Der aus Granada in Südspanien stammende Schriftsteller galt als einer der wichtigsten spanischen Denker der Gegenwart. Um Modetrends oder den Geschmack des breiten Publikums scherte er sich wenig. Dennoch erhielt er so ziemlich alle Auszeichnungen, die in der spanischsprachigen Welt vergeben werden - vom Nationalen Literaturpreis (1983) über den Cervantes-Preis (1991) bis hin zum Prinz-von-Asturien-Preis (1998).
"Ich habe nie an etwas allzu fest geglaubt, sondern alles in Zweifel gezogen. Dieser Zweifel ließ sich am besten durch das Schreiben zum Ausdruck bringen."
"Ich wurde quasi als Skeptiker geboren", sagte Ayala einmal. "Ich habe nie an etwas allzu fest geglaubt, sondern alles in Zweifel gezogen. Dieser Zweifel ließ sich am besten durch das Schreiben zum Ausdruck bringen." Bei einer Buchvorstellung überraschte der für seinen trockenen Humor bekannte Autor die Gäste mit der Begrüßung: "Ich danke Ihnen, dass Sie gekommen sind. Was soll ich sonst sagen? Ich, für meinen Teil, habe genug von Francisco Ayala."
Ayala schrieb nicht nur Romane und Erzählungen, sondern auch Literaturkritiken und soziologische Essays. Zudem übersetzte er Werke von Rainer Maria Rilke und Thomas Mann ins Spanische. Auf Deutsch erschien von ihm unter anderem eine Auswahl von Erzählungen unter dem Titel "Der Kopf des Lammes" und der Roman "Wie Hunde sterben". Der Autor verstand sich als ein Moralist und Liberaler, der den "moralischen Verfall der Gesellschaft" beklagte. In einem Land wie Spanien, in dem sich eine tiefe Kluft zwischen der Rechten und der Linken auftut und eine liberale Mitte praktisch fehlt, blieb er stets ein Einzelkämpfer. Er ließ sich politisch nie von einer Partei vereinnahmen und galt als das "lebende Gewissen Spaniens".

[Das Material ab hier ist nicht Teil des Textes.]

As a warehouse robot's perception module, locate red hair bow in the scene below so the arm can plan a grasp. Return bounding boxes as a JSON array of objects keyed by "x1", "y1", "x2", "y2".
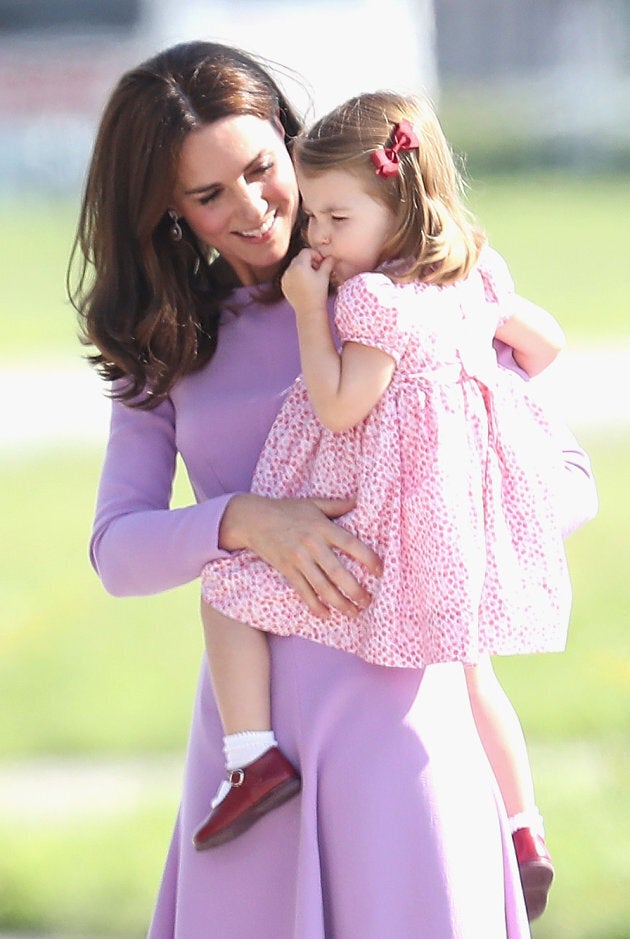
[{"x1": 371, "y1": 121, "x2": 420, "y2": 178}]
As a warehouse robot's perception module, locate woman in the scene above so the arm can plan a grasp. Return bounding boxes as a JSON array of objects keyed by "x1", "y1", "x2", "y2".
[{"x1": 73, "y1": 43, "x2": 596, "y2": 939}]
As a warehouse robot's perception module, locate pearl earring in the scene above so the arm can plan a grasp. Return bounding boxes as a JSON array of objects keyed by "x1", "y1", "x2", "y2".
[{"x1": 168, "y1": 209, "x2": 184, "y2": 243}]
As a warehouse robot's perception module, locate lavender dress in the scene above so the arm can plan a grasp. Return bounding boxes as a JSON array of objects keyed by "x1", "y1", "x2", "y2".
[{"x1": 92, "y1": 288, "x2": 591, "y2": 939}]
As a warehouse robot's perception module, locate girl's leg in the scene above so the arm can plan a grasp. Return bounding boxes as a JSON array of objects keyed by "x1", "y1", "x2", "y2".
[
  {"x1": 193, "y1": 603, "x2": 300, "y2": 850},
  {"x1": 465, "y1": 656, "x2": 554, "y2": 920},
  {"x1": 201, "y1": 603, "x2": 271, "y2": 734},
  {"x1": 465, "y1": 656, "x2": 536, "y2": 817}
]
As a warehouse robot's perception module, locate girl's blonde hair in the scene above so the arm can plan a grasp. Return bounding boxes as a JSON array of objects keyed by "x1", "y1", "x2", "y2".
[{"x1": 293, "y1": 91, "x2": 485, "y2": 284}]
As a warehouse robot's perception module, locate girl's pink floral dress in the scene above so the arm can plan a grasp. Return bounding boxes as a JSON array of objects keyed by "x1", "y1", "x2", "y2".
[{"x1": 202, "y1": 249, "x2": 571, "y2": 667}]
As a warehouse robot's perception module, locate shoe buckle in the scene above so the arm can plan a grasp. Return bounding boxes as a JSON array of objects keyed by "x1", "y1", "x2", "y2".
[{"x1": 228, "y1": 769, "x2": 245, "y2": 786}]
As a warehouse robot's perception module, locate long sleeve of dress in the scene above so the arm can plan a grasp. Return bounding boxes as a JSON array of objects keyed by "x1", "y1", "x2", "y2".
[
  {"x1": 90, "y1": 288, "x2": 299, "y2": 596},
  {"x1": 90, "y1": 392, "x2": 232, "y2": 596}
]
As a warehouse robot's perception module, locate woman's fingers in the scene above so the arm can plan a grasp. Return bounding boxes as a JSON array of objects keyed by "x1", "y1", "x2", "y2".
[
  {"x1": 226, "y1": 494, "x2": 382, "y2": 617},
  {"x1": 308, "y1": 499, "x2": 383, "y2": 577}
]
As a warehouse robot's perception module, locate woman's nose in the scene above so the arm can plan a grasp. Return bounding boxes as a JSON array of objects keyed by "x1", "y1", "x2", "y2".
[{"x1": 238, "y1": 182, "x2": 269, "y2": 222}]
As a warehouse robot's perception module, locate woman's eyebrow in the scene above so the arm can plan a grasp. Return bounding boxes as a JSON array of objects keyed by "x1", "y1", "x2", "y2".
[{"x1": 184, "y1": 150, "x2": 267, "y2": 196}]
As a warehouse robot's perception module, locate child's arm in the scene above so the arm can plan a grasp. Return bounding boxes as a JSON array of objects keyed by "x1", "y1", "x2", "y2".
[
  {"x1": 495, "y1": 294, "x2": 565, "y2": 378},
  {"x1": 282, "y1": 248, "x2": 395, "y2": 431}
]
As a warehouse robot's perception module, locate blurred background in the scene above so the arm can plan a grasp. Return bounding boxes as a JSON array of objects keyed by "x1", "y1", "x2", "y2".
[{"x1": 0, "y1": 0, "x2": 630, "y2": 939}]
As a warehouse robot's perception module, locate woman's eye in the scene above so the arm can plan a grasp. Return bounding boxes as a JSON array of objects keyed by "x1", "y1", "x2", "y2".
[
  {"x1": 250, "y1": 161, "x2": 273, "y2": 176},
  {"x1": 199, "y1": 189, "x2": 225, "y2": 205}
]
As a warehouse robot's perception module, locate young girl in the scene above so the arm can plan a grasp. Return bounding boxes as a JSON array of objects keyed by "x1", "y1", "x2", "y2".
[{"x1": 194, "y1": 93, "x2": 570, "y2": 918}]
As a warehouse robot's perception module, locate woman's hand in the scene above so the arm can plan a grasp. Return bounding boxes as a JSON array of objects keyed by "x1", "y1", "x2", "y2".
[{"x1": 219, "y1": 494, "x2": 382, "y2": 619}]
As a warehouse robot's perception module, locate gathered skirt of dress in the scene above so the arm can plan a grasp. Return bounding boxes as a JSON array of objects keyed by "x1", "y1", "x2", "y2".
[{"x1": 149, "y1": 636, "x2": 530, "y2": 939}]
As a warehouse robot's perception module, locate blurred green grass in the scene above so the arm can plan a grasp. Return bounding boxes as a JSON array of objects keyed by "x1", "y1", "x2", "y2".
[{"x1": 0, "y1": 174, "x2": 630, "y2": 939}]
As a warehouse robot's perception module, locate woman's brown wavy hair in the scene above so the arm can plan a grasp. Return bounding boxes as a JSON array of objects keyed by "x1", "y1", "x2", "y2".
[
  {"x1": 67, "y1": 42, "x2": 300, "y2": 407},
  {"x1": 293, "y1": 91, "x2": 485, "y2": 284}
]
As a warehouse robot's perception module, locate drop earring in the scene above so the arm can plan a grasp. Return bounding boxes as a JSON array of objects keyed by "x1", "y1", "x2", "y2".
[{"x1": 168, "y1": 209, "x2": 184, "y2": 243}]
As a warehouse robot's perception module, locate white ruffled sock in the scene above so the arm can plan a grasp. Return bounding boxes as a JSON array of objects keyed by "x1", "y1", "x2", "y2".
[
  {"x1": 212, "y1": 730, "x2": 278, "y2": 809},
  {"x1": 223, "y1": 730, "x2": 278, "y2": 770}
]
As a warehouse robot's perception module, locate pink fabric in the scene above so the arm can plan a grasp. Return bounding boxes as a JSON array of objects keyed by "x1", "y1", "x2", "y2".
[{"x1": 202, "y1": 259, "x2": 571, "y2": 667}]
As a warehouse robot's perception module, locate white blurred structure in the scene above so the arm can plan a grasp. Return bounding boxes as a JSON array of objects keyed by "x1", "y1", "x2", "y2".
[
  {"x1": 0, "y1": 0, "x2": 436, "y2": 196},
  {"x1": 146, "y1": 0, "x2": 437, "y2": 117},
  {"x1": 0, "y1": 0, "x2": 630, "y2": 198}
]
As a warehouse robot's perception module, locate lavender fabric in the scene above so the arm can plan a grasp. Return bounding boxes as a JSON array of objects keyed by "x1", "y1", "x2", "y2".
[{"x1": 91, "y1": 288, "x2": 592, "y2": 939}]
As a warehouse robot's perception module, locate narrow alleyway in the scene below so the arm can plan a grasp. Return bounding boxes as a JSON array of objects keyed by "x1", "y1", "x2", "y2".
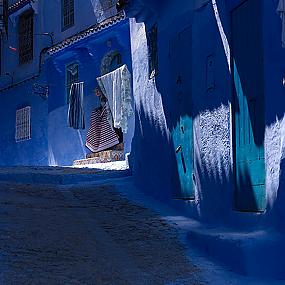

Als junger Mann hatte Ayala zunächst mit der Malerei begonnen, seine Werke aber vernichtet, weil sie seinen Ansprüchen nicht genügten. Mit 19 Jahren veröffentlichte er seinen ersten Roman. Als Student lernte er 1929 bis 1931 in Berlin die Weimarer Republik kennen. Vom Ausbruch des spanischen Bürgerkriegs (1936-1939) wurde er während einer Vortragsreise in Lateinamerika überrascht. Er kehrte in die von den Republikanern kontrollierte Zone zurück. Nach dem Sieg des späteren Diktators Franco ging er ins Exil - zunächst nach Argentinien und später nach Puerto Rico und in die USA. 1960 kehrte er nach Spanien zurück, lehrte aber auch weiter an Universitäten in Chicago und New York.
Ayala verzehrte größere Mengen an Honig und genehmigte sich täglich sein Gläschen Whisky. Bis kurz vor seinem Tod erfreute sich der Autor mit den funkelnden Augen und der schmächtigen Figur einer guten Gesundheit. Eine Brille trug er nur zum Lesen. Zu seinem 100. Geburtstag erinnerte er daran, dass er in seinem Alter eigentlich "keine Zukunft" mehr habe: "Ich mache keine Pläne mehr. Ich fühle mich, als wäre ich mein eigener Vorfahr."